7.        Replacement of Faulty Materials


                In the event that any part or materials supplied by the Contractor shall be faulty the Contractor will on request made within 12 months after the date of installation replace the faulty part or materials without charge


8.        Limitation of Liability


8.1            The Contractor shall perform the Services at each visit with reasonable care and skill and within a reasonable time, to the best of their ability and shall have no liability for any loss or damage arising directly or indirectly from performance of the Services unless due to the negligence of the Contractor or its sub Contractors or agents

8.2            The Contractors liability in the event of any claim whether in contract, tort, and negligence of breach of statutory duty or otherwise shall be limited to the cost of replacement of any damaged property

8.3            The Contractor shall not be liable to the Customer in contract, tort, breach of statutory duty or otherwise for any loss, damage, costs or expenses of any nature whatsoever incurred or suffered by the Customer of an indirect or consequential nature including without limitation any economic loss or other loss of turnover, profits, business or goodwill unless due to the negligence of the contractor or its sub-Contractor or Agents.

8.4            Nothing in this agreement is intended to limit any liability the Contractor may incur for death or injury of any person  


9.        Notices


                All notices which are required to be given hereunder shall be in writing and shall be sent to the address of the recipient set out in this agreement or such other address as the recipient may designate by notice given in accordance with the provisions of the clause.  Any such notice may be delivered by hand or by first class letter or by facsimile and shall be deemed to have been served as if by hand when delivered if by first class post 48 hours after posting and if by facsimile when dispatched


10.        Entire Agreement


                The Work Order contains the entire agreement between the Parties with respect to the services covered herein.  No other representation warranties or statements (whether expressed in customer’s purchase order or otherwise) shall be binding upon the Contractor unless expressly agreed to in writing by the Contractors authorised representative


11.        No Implied Warranties


                Each of the Parties acknowledges that, in entering into this agreement, it does not do so in reliance on any representation, warranty or other provision except as expressly provided in this agreement, and any conditions, warranties or other terms implied by statute or common law are excluded from this agreement to the fullest extent permitted by law.


12.        Force Majeure


12.1        Neither party shall be liable for any default due to any act of God, war, strike, lockout, industrial action fire, flood, drought, tempest or other event beyond the reasonable control of either party.

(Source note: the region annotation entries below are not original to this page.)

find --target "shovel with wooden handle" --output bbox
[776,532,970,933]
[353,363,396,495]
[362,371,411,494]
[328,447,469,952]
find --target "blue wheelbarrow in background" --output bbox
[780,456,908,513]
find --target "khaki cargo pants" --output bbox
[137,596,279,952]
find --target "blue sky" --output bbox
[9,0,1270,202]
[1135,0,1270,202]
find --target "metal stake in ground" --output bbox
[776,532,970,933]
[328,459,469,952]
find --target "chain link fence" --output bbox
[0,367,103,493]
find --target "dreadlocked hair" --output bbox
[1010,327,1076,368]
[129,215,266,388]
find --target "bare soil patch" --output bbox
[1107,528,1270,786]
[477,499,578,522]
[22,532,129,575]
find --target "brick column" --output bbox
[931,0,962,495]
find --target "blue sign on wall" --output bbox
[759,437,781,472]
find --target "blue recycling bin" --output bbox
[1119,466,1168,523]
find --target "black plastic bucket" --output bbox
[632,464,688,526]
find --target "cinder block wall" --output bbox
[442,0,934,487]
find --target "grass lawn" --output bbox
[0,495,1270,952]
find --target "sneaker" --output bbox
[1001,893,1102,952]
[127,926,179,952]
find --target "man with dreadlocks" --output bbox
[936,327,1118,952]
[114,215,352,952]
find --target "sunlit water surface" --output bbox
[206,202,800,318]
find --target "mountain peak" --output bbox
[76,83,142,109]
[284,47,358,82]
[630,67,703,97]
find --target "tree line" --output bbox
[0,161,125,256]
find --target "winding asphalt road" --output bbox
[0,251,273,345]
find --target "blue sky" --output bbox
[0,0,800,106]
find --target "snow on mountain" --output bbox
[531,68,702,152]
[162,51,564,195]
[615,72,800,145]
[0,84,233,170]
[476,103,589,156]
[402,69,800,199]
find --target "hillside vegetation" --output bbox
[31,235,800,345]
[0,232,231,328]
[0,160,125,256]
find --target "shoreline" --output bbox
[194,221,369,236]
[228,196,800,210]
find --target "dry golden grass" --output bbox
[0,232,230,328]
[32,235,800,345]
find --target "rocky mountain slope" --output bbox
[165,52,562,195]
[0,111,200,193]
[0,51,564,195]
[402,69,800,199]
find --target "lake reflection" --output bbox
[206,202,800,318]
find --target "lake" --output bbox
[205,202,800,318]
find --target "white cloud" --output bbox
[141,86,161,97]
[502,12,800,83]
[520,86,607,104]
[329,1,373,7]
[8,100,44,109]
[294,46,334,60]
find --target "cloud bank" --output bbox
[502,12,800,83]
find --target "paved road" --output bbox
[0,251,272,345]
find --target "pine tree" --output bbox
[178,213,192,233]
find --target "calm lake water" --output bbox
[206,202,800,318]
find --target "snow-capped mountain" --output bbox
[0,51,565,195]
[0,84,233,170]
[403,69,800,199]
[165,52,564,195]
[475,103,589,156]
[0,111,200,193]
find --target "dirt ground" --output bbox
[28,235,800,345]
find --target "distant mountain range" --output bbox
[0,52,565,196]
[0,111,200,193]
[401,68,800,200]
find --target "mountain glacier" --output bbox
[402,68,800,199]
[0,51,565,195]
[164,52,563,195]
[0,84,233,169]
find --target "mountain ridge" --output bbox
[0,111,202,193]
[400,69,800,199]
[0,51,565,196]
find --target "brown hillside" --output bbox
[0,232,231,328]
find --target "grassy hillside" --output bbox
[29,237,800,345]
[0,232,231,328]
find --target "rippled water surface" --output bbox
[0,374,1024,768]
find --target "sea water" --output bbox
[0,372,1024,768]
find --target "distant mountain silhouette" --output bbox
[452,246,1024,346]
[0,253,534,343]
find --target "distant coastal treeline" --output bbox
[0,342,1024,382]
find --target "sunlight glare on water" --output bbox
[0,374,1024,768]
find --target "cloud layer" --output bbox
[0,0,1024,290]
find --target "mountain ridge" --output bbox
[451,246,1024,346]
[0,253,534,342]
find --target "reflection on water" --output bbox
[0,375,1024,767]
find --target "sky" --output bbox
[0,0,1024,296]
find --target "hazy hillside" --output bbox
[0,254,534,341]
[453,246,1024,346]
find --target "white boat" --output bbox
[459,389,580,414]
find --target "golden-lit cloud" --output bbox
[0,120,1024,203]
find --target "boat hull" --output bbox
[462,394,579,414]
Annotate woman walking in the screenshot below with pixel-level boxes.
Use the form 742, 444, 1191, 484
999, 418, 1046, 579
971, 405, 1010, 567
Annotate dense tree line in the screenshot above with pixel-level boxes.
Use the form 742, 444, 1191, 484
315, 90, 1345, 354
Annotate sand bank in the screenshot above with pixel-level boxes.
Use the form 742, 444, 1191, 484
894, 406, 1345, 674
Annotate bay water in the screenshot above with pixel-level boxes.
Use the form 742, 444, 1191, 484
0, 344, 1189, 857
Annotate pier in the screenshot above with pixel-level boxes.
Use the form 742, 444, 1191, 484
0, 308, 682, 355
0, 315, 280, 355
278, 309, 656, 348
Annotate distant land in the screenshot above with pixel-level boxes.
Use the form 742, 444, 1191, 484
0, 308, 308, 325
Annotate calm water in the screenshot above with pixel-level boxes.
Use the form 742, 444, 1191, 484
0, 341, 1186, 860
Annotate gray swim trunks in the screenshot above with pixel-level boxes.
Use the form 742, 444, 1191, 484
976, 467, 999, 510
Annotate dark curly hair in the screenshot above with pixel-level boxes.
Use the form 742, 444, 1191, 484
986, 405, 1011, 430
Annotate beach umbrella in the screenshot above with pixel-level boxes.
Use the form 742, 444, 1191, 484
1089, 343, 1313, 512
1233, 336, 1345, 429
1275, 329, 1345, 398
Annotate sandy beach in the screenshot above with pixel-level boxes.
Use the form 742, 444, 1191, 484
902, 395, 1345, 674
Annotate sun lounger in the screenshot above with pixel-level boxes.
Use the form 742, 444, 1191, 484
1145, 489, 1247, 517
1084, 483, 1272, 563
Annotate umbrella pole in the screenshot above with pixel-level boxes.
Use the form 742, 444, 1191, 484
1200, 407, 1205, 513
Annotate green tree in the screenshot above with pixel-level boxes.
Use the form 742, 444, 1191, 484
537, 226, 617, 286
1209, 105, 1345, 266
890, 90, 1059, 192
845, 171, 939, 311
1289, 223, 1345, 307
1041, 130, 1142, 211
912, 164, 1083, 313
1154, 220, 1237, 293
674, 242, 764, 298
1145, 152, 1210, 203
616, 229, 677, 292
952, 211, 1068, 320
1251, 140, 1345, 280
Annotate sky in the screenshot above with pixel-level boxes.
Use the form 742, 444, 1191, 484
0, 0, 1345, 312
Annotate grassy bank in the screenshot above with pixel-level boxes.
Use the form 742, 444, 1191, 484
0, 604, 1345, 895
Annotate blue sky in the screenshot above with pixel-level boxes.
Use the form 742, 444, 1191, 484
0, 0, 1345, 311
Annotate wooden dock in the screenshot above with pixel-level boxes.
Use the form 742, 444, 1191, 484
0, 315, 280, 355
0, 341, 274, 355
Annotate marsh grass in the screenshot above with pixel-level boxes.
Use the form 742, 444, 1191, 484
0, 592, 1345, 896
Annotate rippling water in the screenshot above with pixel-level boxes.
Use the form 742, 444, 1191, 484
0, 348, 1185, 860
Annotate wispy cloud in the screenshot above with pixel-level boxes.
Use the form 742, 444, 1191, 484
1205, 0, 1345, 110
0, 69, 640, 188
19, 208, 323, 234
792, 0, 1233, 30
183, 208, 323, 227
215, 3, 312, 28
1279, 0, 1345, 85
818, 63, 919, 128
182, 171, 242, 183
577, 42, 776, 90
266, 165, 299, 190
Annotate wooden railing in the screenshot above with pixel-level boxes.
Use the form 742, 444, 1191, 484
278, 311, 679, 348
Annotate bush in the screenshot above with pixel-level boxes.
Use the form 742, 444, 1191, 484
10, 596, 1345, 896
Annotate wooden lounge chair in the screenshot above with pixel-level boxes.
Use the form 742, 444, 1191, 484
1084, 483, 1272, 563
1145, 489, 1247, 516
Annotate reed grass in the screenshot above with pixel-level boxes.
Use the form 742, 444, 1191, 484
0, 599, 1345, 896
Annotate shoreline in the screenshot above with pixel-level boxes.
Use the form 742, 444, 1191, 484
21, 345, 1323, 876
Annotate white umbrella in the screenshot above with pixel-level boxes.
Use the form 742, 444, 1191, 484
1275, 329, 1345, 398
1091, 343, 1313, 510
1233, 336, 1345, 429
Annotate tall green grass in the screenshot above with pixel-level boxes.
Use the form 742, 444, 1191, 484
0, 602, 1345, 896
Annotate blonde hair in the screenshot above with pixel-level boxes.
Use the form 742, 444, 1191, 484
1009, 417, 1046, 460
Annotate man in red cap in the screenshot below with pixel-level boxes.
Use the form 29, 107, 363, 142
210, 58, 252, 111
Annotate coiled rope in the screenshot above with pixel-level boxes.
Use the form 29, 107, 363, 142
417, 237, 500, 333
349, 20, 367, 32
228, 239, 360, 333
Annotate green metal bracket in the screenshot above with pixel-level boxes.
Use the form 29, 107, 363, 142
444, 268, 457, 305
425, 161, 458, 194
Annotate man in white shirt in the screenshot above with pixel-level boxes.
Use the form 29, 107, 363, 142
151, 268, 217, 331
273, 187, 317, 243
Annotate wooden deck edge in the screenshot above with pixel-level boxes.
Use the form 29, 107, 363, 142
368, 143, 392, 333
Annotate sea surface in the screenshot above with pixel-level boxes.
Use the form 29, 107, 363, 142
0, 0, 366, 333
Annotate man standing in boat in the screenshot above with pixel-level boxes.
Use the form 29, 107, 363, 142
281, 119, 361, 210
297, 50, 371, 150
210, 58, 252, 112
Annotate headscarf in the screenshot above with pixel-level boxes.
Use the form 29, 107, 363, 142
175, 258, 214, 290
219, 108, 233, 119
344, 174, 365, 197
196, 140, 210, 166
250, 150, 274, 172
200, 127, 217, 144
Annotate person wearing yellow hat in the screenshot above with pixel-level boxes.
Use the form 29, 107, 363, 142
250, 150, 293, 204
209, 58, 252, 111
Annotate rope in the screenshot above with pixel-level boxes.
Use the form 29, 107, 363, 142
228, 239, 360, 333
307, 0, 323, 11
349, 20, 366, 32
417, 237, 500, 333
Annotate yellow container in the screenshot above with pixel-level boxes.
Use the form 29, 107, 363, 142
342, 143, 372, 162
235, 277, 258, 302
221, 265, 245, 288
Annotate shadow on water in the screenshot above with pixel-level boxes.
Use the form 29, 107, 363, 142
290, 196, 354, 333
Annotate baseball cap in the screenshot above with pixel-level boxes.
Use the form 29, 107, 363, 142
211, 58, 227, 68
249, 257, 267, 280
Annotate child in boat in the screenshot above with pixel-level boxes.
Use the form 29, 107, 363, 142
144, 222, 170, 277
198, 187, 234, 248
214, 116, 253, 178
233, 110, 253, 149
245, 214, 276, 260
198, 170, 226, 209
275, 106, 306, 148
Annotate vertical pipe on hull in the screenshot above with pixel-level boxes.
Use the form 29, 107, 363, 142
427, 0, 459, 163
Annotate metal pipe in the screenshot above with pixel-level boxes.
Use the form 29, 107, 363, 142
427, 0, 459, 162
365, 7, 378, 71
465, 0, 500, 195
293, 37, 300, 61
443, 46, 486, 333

12.2        If this agreement cannot be performed or its obligations fulfilled for any reason beyond either party’s reasonable control for a continuous period of 3 months then either party may, at is discretion, terminate this agreement by notice in writing at the end of this period.


13.        English Law and Courts

            This agreement shall be governed by and construed in accordance with the law of England and Wales and each party agrees to submit to the exclusive jurisdiction of the courts of England and Wales.